Overall, the approach aims for long-term reuse and collective intelligence: other researchers can start from a structured subset of questions, observations, syntheses, and context rather than extracting everything from scratch. The method is presented as simple in principle but powerful in practice—designed to help ideas “marinate” over time until they crystallize into claims worth sharing and revisiting.
Cornell Notes
The synthesis model centers on a disciplined pipeline from reading to insight: observation notes (contextualized, past-tense results) feed synthesis notes (generalized claims or interpretations), and context snippets (tables, quotes, figures, page locations) ground each observation. Questions sit at the top of the structure, acting as the navigational layer that determines what gets collected and how provisional answers evolve. This separation reduces the temptation to rush to conclusions and makes it possible to debug past reasoning by tracing syntheses back to their evidence and context. The approach is designed for long-term reuse—so future work (including by other people) can recontextualize, challenge, and extend earlier conclusions as new evidence arrives.
How does the workflow distinguish observation from synthesis so that claims remain traceable?
Why are context snippets treated as essential rather than optional “extra detail”?
What role do questions play compared with tags or concept pages?
How does the system handle speculation without letting it contaminate evidence-based claims?
What is the practical benefit of using block references and indentation to represent argument structure?
How does the model support long-term reuse and collective intelligence?
Review Questions
- What specific note types (observation, synthesis, context snippet, question) would you create for a new literature review, and what would each contain?
- How would you backtrack from a synthesis claim to verify whether it still holds under new evidence or different study conditions?

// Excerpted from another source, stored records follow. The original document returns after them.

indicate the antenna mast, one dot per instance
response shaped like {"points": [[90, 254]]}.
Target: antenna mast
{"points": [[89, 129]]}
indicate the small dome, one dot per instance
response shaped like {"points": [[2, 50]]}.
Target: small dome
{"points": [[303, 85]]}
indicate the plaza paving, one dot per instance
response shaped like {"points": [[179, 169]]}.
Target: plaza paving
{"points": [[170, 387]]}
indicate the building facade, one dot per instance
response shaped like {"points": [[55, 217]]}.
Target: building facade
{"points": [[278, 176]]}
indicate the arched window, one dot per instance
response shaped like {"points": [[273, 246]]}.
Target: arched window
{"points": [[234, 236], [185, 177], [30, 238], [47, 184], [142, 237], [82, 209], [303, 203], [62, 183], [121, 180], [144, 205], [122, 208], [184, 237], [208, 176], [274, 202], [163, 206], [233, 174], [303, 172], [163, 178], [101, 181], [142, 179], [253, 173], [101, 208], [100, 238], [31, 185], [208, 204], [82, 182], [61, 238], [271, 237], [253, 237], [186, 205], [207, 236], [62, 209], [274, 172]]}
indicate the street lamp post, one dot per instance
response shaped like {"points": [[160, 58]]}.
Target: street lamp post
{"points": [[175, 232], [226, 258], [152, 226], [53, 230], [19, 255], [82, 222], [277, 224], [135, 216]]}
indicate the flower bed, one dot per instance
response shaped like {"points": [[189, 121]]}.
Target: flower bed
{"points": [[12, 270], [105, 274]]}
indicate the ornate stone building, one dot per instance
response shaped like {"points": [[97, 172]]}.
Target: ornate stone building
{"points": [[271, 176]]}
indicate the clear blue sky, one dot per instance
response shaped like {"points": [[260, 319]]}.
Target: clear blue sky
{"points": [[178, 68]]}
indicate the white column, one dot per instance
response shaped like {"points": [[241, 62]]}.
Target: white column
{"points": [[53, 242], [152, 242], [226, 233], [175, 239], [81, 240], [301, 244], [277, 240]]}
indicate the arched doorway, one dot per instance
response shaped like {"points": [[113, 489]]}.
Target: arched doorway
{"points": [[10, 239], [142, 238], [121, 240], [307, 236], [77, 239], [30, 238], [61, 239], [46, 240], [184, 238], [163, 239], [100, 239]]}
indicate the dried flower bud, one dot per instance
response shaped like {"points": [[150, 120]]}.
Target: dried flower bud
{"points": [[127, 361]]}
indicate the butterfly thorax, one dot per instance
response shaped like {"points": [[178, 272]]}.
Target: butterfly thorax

- In what ways could the question-first structure change how you decide what to read next and when to stop reading?
Key Points
- 1
Treat synthesis as a pipeline: observation notes (contextualized results) must feed synthesis notes (generalized claims), and each observation should be grounded with context snippets.
- 2
Use questions as the top-level organizing layer so reading and note-taking are driven by what remains unknown, not by a static concept library.
- 3
Add friction to prevent premature conclusions: require evidence and context before upgrading an idea into a synthesis note.
- 4
Store concrete justification next to claims (tables, quotes, figures, page locations) so future reinterpretation is possible when methods, samples, or time horizons change.
- 5
Represent argument structure in the note graph (e.g., indentation/sibling blocks) to preserve traceability from claims back to sources.
- 6
Allow speculation to exist, but keep it linked to questions and separate from evidence-based syntheses until grounded.
- 7
Design for long-term reuse by making claims debuggable—so students and collaborators can inherit reasoning, not just conclusions.